Question Visibility options
Which areas can be seen from a fire lookout tower that is 15 meters high? POINT, FREQUENCY, OFFSETA
How frequently can a proposed disposal site be seen from an existing highway? LINE, FREQUENCY
Where should the next communications repeater tower in a series be located? POINT, FREQUENCY, OFFSETA, OFFSETB, VERT1, VERT2, AZIMUTH1, AZIMUTH2
Given a set of locations for fire lookout towers, what is the minimum number of towers required to see the entire study area? POINT, OFFSETA, OBSERVERS
Which locations of the raster can see only the disposal site and transmission tower 3? POINT, OBSERVERS
I want to assign different weights to each landscape feature within a viewshed based on its visual quality.

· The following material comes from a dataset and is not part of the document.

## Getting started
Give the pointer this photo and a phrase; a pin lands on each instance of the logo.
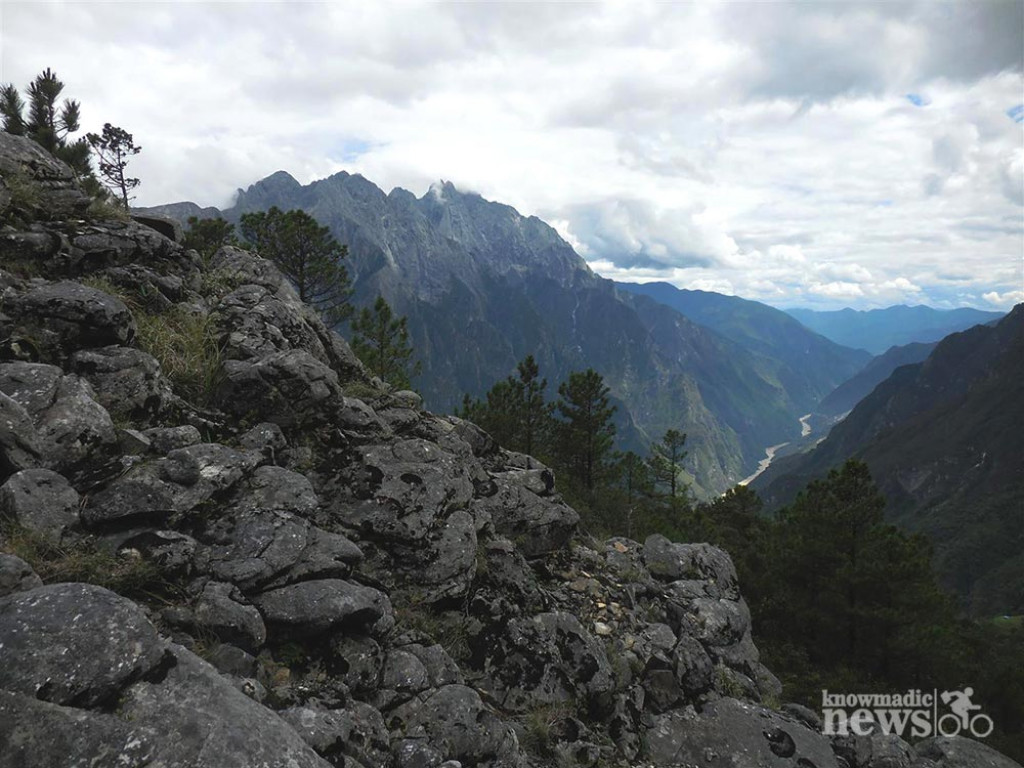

How can I determine which surface locations have the best view? POINT, OBSERVERS


Controlling the visibility analysis







Default settings for the options controlling Visibility
Option Default setting
SPOT Estimated using BILINEAR interpolation
OFFSETA 1
OFFSETB 0
AZIMUTH1 0
AZIMUTH2 360
VERT1 90
VERT2 -90
RADIUS1 1
RADIUS2 Infinity

The FREQUENCY option


With the FREQUENCY option, Visibility creates a raster recording the number of times each area can be seen from the feature observation points. This value is recorded in the VALUE item in the table of the output raster. All cell locations assigned NoData on the input <grid> are assigned NoData on the output raster.


Rasters with the OBSERVERS option


The OBSERVERS option stores the binary-encoded information about which observation points can see each raster cell. This information is stored in the VALUE item.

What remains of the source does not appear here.